O mercado de luxo – grande esperança de recuperação para muitos – não entregou o esperado em julho 2020; TMC’s investiram em marcas dedicadas a este nicho, esperando compensar com lazer a receita perdida com viagens a negócios (creio que têm bnoas chances de sucesso, se tiverem o staff certo para essa abordagem).

Os agentes desse mercado de high end, que sempre venderam bem, já se adaptaram ao mercado nacional; a curva de aprendizado é curta para quem começa cedo.

Outros players – sólidas empresas e com visão estratégica – expandem sua rede de vendedores, “comprando” carteiras de clientes com espécie de representação com concessões recíprocas, onde o player dá acesso aos seus fornecedores e o agente renuncia a uma parte de sua comissão (em média 50%) como fee. Temos aqui a “uberização”, mencionada por Klaus Schwabb na sua “Quarta Revolução Industrial”

Todos os mercados sofrem pelo mesmo motivo: desconfiança e desinformação exacerbadas, o que causa pouca motivação para que os influenciadores desses nichos atuem para arregimentar passageiros.

Big One, o principal player e influenciador do mercado no Brasil, indica consideráveis perdas para 2020; reduziu sua estrutura, possivelmente abrirá mão, ou não lutará muito por eles, de mercados que não produzem o volume necessário para sua despesa operacional. Concentrará suas forças em redução de custo operacional e geração de volume em mercados ditos criadores de escala e riqueza.

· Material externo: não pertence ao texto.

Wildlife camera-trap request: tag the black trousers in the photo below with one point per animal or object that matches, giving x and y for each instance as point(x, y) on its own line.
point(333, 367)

Haverá a natural ocupação deste espaço deixado pela Big One, preferencialmente por mais de dois players, gerando concorrência e confiança do mercado comprador, ao mesmo tempo em que os fornecedores (hotéis, cias aéreas etc.), possam migrar seus acordos para mais players, porém com menos lugares (assentos e allotments).

Mas esse movimento tem prazo de validade, pois entendo que o futuro (muito) próximo será sem operadoras, com agências operando diretamente com brokers.

Mais Darwin (o que se adapta mais rápido), menos Hardy (o eterno reclamão).

 

Ricardo Cavalcanti é advogado e professor, com especialização pela Fundação Getúlio Vargas e atua na indústria do turismo desde 1983, em empresas do porte da H. Stern, British Airways, Marsans, Carlson Wagonlits e Hotelbeds.